The final entry in the Sioux City Symphony Orchestra’s “Evening of Symphonic Dance” didn’t feature any dancers, but they weren’t necessary.
By the time Music Director Ryan Haskins got to Sergei Rachmaninoff’s “Symphonic Dances,” the audience was more than able to visualize how someone might move across the stage in front of the orchestra.
That’s because members of the New York-based Dance Heginbotham did a great job suggesting how a piece might be interpreted in two earlier selections.
A group of five moved fluidly across the stage during Ernst von Dohnanyi’s “Serenade for String Trio,” resembling notes on a staff. Three (in black and white) provided a structure for two (in red and blue) to populate. Choreographed by Dance Heginbotham’s founder, John Heginbotham, the “Angels’ Share” never stopped moving. Indeed, when one dancer would hold (or exit), another would be there to pick up the thread. In a taped piece before the performance, Heginbotham said he was unable to attend because he was choreographing a Broadway revival of “Oklahoma!”
Moves in “Angels’ Share” could easily be adapted for that show. Some of the synchronization looked like it would work in any number of “Oklahoma!” dances.
The five – John Eirich, Lindsey Jones, Courtney Lopes, Victor Lozano and Macy Sullivan – effortlessly sewed together the three movements in Dohnanyi’s work. The orchestra was as crisp as the dancers, helping them demonstrate how the two art forms unite.
A second piece, commissioned for the Sioux City organization, used Igor Stravinsky’s “Circus Polka” as its jumping-off point. Stravinsky wrote the bold, brassy music for the Ringling Bros. and Barnum & Bailey Circus. It was designed for 50 elephants and 50 dancers at Madison Square Garden and, you can imagine, it was meant to be a big, oversized deal. Stravinsky included his own nudges in the four-minute work and got the intended reaction. In Sioux City, Heginbotham choreographed it for one and called his interpretation “Peanut.” Sullivan, dressed in a hula-hoop dress and hot pink shorts, danced as if there were 50 elephants behind her. She strutted with commitment, finding the humor the composer intended it to have. Should Broadway revive “Barnum” (or adapt “Greatest Showman”), Heginbotham might be a good name to toss out as choreographer.

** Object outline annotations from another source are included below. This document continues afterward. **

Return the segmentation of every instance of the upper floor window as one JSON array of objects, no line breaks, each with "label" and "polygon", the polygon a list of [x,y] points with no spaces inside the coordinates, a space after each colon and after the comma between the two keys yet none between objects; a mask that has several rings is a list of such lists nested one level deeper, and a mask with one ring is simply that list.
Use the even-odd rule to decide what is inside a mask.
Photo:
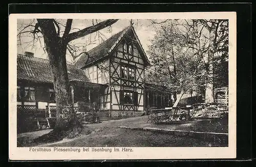
[{"label": "upper floor window", "polygon": [[132,45],[129,45],[129,53],[131,54],[133,54],[133,46]]},{"label": "upper floor window", "polygon": [[133,54],[133,44],[132,43],[127,44],[125,43],[123,45],[123,52],[124,53],[127,53],[130,54]]},{"label": "upper floor window", "polygon": [[135,69],[134,68],[122,66],[121,67],[121,77],[131,80],[135,79]]},{"label": "upper floor window", "polygon": [[128,90],[120,91],[120,102],[122,104],[138,104],[138,92]]},{"label": "upper floor window", "polygon": [[123,52],[127,52],[127,45],[126,43],[124,43],[123,44]]}]

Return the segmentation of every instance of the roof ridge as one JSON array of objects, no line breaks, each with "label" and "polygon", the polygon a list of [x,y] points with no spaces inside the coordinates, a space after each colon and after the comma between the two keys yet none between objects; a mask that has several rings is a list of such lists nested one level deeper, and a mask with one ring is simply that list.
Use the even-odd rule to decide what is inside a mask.
[{"label": "roof ridge", "polygon": [[[18,53],[17,55],[18,56],[22,56],[24,58],[28,58],[28,59],[38,59],[38,60],[43,60],[43,61],[47,61],[49,63],[50,63],[49,60],[48,59],[44,59],[44,58],[41,58],[34,57],[29,57],[26,56],[25,54],[20,54],[20,53]],[[68,62],[68,61],[67,61],[67,60],[66,60],[66,63],[67,63],[67,65],[72,65],[72,66],[75,66],[75,65],[72,64],[71,62]]]},{"label": "roof ridge", "polygon": [[101,42],[101,43],[99,44],[96,46],[95,46],[94,48],[92,48],[92,49],[90,49],[87,52],[88,52],[90,51],[91,50],[92,50],[92,49],[93,49],[95,48],[96,47],[98,47],[98,46],[101,45],[103,43],[106,42],[108,41],[109,41],[110,39],[111,39],[111,38],[112,38],[112,37],[113,37],[114,36],[117,36],[118,34],[121,34],[121,33],[122,33],[124,30],[125,30],[126,29],[127,29],[130,27],[130,25],[129,26],[126,27],[125,28],[123,29],[122,30],[120,31],[118,33],[117,33],[116,34],[115,34],[114,35],[113,35],[113,36],[112,36],[111,37],[110,37],[110,38],[109,38],[108,39],[107,39],[106,40],[105,40],[105,41],[103,41],[102,42]]}]

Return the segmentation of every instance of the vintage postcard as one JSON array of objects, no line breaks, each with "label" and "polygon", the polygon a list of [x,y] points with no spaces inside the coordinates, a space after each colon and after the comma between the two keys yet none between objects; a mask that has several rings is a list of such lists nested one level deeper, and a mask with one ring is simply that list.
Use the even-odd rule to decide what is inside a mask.
[{"label": "vintage postcard", "polygon": [[12,14],[10,160],[236,157],[236,13]]}]

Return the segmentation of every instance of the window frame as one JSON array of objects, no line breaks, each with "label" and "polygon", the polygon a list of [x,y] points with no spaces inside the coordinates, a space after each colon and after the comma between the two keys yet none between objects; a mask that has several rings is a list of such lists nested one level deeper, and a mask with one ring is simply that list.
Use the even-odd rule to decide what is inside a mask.
[{"label": "window frame", "polygon": [[[125,70],[126,69],[126,70]],[[131,69],[131,71],[130,70],[130,69]],[[131,65],[128,65],[128,64],[121,64],[121,68],[120,68],[120,76],[121,79],[127,79],[130,80],[132,80],[132,81],[136,81],[136,68],[134,67],[134,66],[131,66]],[[123,71],[124,71],[123,74],[124,75],[125,73],[125,72],[126,71],[126,77],[123,77]],[[132,72],[133,73],[134,75],[134,78],[133,79],[131,79],[130,77],[130,72]]]},{"label": "window frame", "polygon": [[[132,97],[132,103],[125,103],[125,100],[124,100],[125,99],[125,95],[124,94],[126,93],[126,94],[127,93],[129,93],[130,94],[130,95],[129,96],[129,97],[131,98],[131,97]],[[131,94],[132,93],[132,96],[131,96]],[[134,100],[134,91],[129,91],[129,90],[123,90],[123,102],[122,102],[122,104],[123,105],[134,105],[135,104],[135,100]]]},{"label": "window frame", "polygon": [[[36,86],[28,86],[28,85],[23,85],[23,86],[17,86],[17,93],[18,93],[18,90],[19,90],[19,96],[20,97],[19,99],[18,99],[17,97],[17,101],[18,102],[35,102],[36,101]],[[28,89],[26,89],[26,88],[28,88]],[[28,94],[25,96],[25,92],[26,90],[28,90]],[[31,99],[31,92],[34,92],[34,99]],[[28,96],[29,98],[27,97]]]}]

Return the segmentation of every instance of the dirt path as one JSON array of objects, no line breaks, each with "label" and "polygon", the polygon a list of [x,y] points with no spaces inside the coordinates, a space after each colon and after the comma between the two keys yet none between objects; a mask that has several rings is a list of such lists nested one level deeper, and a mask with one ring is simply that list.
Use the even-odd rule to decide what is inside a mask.
[{"label": "dirt path", "polygon": [[[133,130],[118,126],[156,127],[168,129],[228,132],[227,120],[204,120],[180,122],[173,124],[156,125],[147,123],[147,116],[110,120],[97,124],[87,124],[92,132],[82,134],[71,140],[40,145],[44,147],[209,147],[226,146],[226,142],[208,141],[189,137],[178,137],[150,131]],[[34,137],[35,135],[33,135]],[[26,146],[27,147],[29,146]]]}]

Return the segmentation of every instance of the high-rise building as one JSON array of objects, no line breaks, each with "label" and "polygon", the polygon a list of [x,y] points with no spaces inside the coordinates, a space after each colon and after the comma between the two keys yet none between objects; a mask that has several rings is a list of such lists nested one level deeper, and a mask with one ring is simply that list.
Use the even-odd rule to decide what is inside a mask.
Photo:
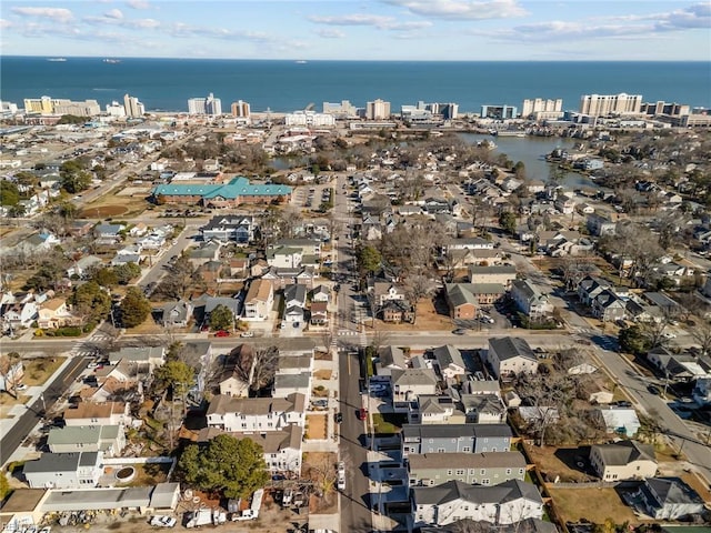
[{"label": "high-rise building", "polygon": [[109,117],[126,117],[126,108],[117,101],[107,103],[107,114]]},{"label": "high-rise building", "polygon": [[383,120],[390,118],[390,102],[383,100],[375,100],[374,102],[368,102],[365,104],[365,119],[368,120]]},{"label": "high-rise building", "polygon": [[237,102],[232,102],[231,105],[232,117],[249,119],[251,111],[250,105],[242,100],[238,100]]},{"label": "high-rise building", "polygon": [[543,100],[537,98],[533,100],[523,100],[521,117],[533,120],[554,120],[563,115],[563,99]]},{"label": "high-rise building", "polygon": [[138,98],[129,94],[123,95],[123,109],[127,117],[143,117],[146,107],[139,102]]},{"label": "high-rise building", "polygon": [[341,100],[341,103],[323,102],[323,112],[339,119],[358,117],[358,108],[348,100]]},{"label": "high-rise building", "polygon": [[583,94],[580,112],[590,117],[609,114],[639,114],[642,107],[641,94]]},{"label": "high-rise building", "polygon": [[93,117],[101,113],[99,102],[96,100],[84,100],[83,102],[73,102],[67,99],[57,99],[50,97],[26,98],[26,113],[39,114],[74,114],[77,117]]},{"label": "high-rise building", "polygon": [[190,114],[222,114],[222,101],[210,93],[208,98],[191,98],[188,100],[188,113]]},{"label": "high-rise building", "polygon": [[515,119],[519,115],[519,110],[515,105],[482,105],[481,118],[482,119]]}]

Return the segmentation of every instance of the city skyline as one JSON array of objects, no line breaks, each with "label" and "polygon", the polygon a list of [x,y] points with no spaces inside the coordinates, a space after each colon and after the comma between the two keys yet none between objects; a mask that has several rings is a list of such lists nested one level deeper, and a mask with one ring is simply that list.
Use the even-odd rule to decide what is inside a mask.
[{"label": "city skyline", "polygon": [[6,1],[4,56],[287,60],[711,59],[711,2]]}]

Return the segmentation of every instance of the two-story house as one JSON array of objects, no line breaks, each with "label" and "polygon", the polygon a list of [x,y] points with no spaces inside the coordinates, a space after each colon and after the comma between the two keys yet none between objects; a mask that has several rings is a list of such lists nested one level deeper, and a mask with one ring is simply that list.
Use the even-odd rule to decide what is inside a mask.
[{"label": "two-story house", "polygon": [[641,480],[657,473],[654,446],[637,441],[594,444],[590,464],[602,481]]},{"label": "two-story house", "polygon": [[511,283],[511,299],[519,311],[531,320],[542,319],[553,312],[548,294],[541,293],[529,280],[515,280]]},{"label": "two-story house", "polygon": [[274,289],[269,280],[254,280],[244,296],[244,320],[269,319],[274,304]]},{"label": "two-story house", "polygon": [[224,431],[276,431],[289,424],[303,426],[306,396],[233,398],[219,394],[208,408],[209,428]]},{"label": "two-story house", "polygon": [[497,378],[538,372],[535,353],[525,339],[519,336],[489,339],[487,363]]},{"label": "two-story house", "polygon": [[425,453],[408,456],[409,486],[438,486],[450,481],[469,485],[498,485],[525,477],[521,452]]},{"label": "two-story house", "polygon": [[513,524],[543,516],[543,500],[535,485],[509,480],[495,486],[450,481],[439,486],[412,487],[414,526],[447,525],[462,519]]},{"label": "two-story house", "polygon": [[402,455],[508,452],[511,436],[507,424],[403,424]]}]

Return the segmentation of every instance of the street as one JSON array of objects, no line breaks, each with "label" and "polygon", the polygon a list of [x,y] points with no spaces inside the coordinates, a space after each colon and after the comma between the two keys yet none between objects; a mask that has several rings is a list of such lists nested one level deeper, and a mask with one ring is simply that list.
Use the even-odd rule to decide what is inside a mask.
[{"label": "street", "polygon": [[18,449],[20,443],[31,433],[32,429],[51,412],[57,400],[67,392],[69,385],[77,379],[89,363],[89,359],[77,358],[60,372],[42,395],[14,423],[12,430],[0,440],[0,465],[4,465]]}]

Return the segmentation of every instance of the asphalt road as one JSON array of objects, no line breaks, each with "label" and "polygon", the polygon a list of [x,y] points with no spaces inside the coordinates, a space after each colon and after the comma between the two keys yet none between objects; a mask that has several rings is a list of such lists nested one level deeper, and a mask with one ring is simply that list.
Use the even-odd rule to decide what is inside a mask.
[{"label": "asphalt road", "polygon": [[699,441],[698,436],[669,408],[662,398],[647,390],[647,385],[657,383],[657,380],[650,380],[641,375],[619,353],[597,350],[595,356],[607,368],[614,382],[632,396],[631,399],[637,406],[659,422],[663,434],[671,439],[674,451],[681,451],[682,455],[705,479],[707,483],[711,483],[711,447]]},{"label": "asphalt road", "polygon": [[370,512],[370,485],[368,474],[368,451],[365,444],[365,422],[358,420],[361,406],[358,385],[360,366],[358,354],[339,352],[340,399],[339,409],[343,413],[340,428],[339,452],[346,463],[346,491],[341,493],[341,532],[365,533],[372,531]]},{"label": "asphalt road", "polygon": [[42,396],[27,406],[27,411],[18,419],[12,430],[7,435],[2,435],[2,440],[0,440],[0,464],[4,465],[8,462],[20,443],[42,421],[44,414],[52,411],[57,400],[67,392],[69,385],[81,374],[89,362],[90,360],[86,358],[73,359],[48,385]]}]

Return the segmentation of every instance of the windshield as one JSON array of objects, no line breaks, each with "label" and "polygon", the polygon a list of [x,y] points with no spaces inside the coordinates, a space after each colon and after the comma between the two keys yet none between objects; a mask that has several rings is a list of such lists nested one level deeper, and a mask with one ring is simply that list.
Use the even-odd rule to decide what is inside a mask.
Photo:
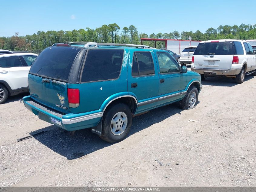
[{"label": "windshield", "polygon": [[185,48],[182,51],[183,52],[194,52],[195,50],[195,48],[191,47],[191,48]]},{"label": "windshield", "polygon": [[47,48],[35,60],[29,73],[67,81],[74,60],[81,50],[72,47]]},{"label": "windshield", "polygon": [[234,55],[232,41],[201,43],[197,46],[194,55]]}]

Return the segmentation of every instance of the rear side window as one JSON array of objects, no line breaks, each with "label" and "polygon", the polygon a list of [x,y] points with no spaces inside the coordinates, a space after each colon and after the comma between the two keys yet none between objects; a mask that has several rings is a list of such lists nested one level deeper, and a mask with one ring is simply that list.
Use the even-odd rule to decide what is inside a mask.
[{"label": "rear side window", "polygon": [[47,48],[34,62],[29,72],[67,81],[72,64],[81,50],[72,47]]},{"label": "rear side window", "polygon": [[251,44],[250,43],[246,43],[247,44],[247,45],[248,45],[248,47],[249,48],[249,50],[250,50],[250,52],[251,53],[250,54],[254,54],[254,52],[253,51],[253,49],[252,49],[252,47],[251,46]]},{"label": "rear side window", "polygon": [[251,54],[251,51],[249,49],[249,48],[248,47],[247,44],[244,42],[243,42],[243,43],[244,43],[244,48],[245,48],[245,52],[246,52],[246,54]]},{"label": "rear side window", "polygon": [[22,63],[19,56],[0,57],[0,67],[22,67]]},{"label": "rear side window", "polygon": [[194,55],[234,55],[232,41],[201,43],[197,46]]},{"label": "rear side window", "polygon": [[182,52],[194,52],[195,50],[195,48],[185,48],[182,51]]},{"label": "rear side window", "polygon": [[124,50],[95,49],[88,51],[81,82],[105,81],[117,79],[120,74]]},{"label": "rear side window", "polygon": [[34,55],[26,55],[22,56],[22,57],[25,60],[25,62],[27,63],[28,66],[31,66],[32,63],[36,59],[37,56]]},{"label": "rear side window", "polygon": [[136,52],[133,54],[133,76],[154,75],[154,63],[149,52]]},{"label": "rear side window", "polygon": [[242,43],[239,41],[233,41],[235,47],[235,55],[244,55],[244,49]]},{"label": "rear side window", "polygon": [[160,73],[167,73],[179,72],[180,68],[178,63],[166,53],[157,53],[160,68]]}]

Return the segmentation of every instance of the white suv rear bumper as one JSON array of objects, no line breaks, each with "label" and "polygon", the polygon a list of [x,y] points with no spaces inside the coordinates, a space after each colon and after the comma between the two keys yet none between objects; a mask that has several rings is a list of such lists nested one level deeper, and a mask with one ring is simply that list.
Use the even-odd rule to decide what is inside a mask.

By the time Haskins was ready for the Rachmaninoff, the guest artists had planted enough seeds to suggest what they might do during a third collaboration. The music also gave nice moments to pianist John Walker, principal flute Brian Allred and the entire percussion section.
Also outstanding: Concertmaster Te-Chiang Liu, who opened the evening with two Bach pieces dedicated to the memory of Dr. Lee Van Voorhis and Janet Wanzek, two longtime orchestra supporters.
Interestingly, the night wasn’t wall-to-wall dance, but a suggestion of what the two art forms could do with each other. An extensive night of Dance Heginbotham works is definitely in order. Saturday’s concert was a tasty appetizer.